Killing Ground – The Final Shot
It would be exceedingly easy to just list the entire plot of ozploitation horror Killing Ground as its reason for being here. It’s a truly unflinching watch, right up to the total kicker of a final shot, but for time-sake, let’s shine a light mostly on that ending. A couple find themselves facing off with a pair of savage rapists/murderers in the Australian wilderness, with no one but themselves for back-up, and when faced with the opportunity of saving his fiancée or making a break for it, newly-engaged Ian runs for the hills.
Somewhere along the way, both we as an audience, and Ian’s soon-to-be-wife Sam, make sense of it by assuming he did so to save a dying child they had found in the woods earlier on. Come the end though, when the couple both emerge very much alive, Ian makes it clear he was really just escaping. And as he finally comes to in a hospital bed, Sam stands over him with the darkest, sternest, most heartbroken look imaginable. It’s a totally shattering final image that leaves a tremendously sour taste in the mouth for hours, even days after the credits have rolled.
Brawl in Cell Block 99 – The Brawl in Cell Block 99
Finally, not just the cherry on the cake that is this list, but the icing, the filling and probably a hefty portion of the dough used to make it too – S. Craig Zahler’s Brawl In Cell Block 99 happily runs away with the title of Nastiest Movie of 2017, hands down.
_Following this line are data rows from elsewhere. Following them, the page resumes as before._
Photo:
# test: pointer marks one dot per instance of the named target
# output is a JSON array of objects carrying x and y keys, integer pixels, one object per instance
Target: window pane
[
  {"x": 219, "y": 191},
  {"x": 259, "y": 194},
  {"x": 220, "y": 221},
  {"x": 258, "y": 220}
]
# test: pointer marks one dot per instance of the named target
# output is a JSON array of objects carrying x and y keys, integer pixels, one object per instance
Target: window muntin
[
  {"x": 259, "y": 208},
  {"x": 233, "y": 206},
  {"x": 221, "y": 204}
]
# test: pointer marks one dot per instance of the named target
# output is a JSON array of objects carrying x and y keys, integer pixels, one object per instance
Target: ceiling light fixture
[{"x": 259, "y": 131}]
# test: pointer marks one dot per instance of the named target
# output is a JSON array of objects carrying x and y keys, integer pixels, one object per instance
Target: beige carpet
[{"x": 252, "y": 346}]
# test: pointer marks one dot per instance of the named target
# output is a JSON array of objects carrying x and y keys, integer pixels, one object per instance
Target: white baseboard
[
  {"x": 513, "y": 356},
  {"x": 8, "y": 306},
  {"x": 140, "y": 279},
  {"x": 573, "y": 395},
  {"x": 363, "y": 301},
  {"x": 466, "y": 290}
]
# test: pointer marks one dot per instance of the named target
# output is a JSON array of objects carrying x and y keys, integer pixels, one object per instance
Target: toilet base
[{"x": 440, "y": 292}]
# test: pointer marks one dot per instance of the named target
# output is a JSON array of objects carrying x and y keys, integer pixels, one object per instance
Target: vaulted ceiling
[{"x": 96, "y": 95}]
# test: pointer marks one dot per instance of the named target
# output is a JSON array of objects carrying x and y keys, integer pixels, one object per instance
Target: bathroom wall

Building slowly, from some fairly bleak family drama, into an even bleaker call-to-misadventure, Vince Vaughn’s well-respected tough-nut Bradley is really put through his paces as the film presses on, forced to stir up all sorts of mayhem in order to get himself incarcerated in what can only be described as the most barbaric prison in the known galaxy.
And if being strapped with a totally debilitating shock collar and thrown in a cavernous cell littered with broken glass wasn’t quite enough, Bradley is dealt with the very harshest of final cards. His end goal, the very reason he had been bending other prisoners over backwards (literally) to reach the ominously titled Cell Block 99, was a lie. So naturally, he turns the tables on the bad guys and offers up one of the most savage beat-downs we’ve ever seen, disfiguring one henchman so badly, his skull shows through his flesh. Beautifully grisly. So grisly in fact, you’ll be wanting to shower straight after.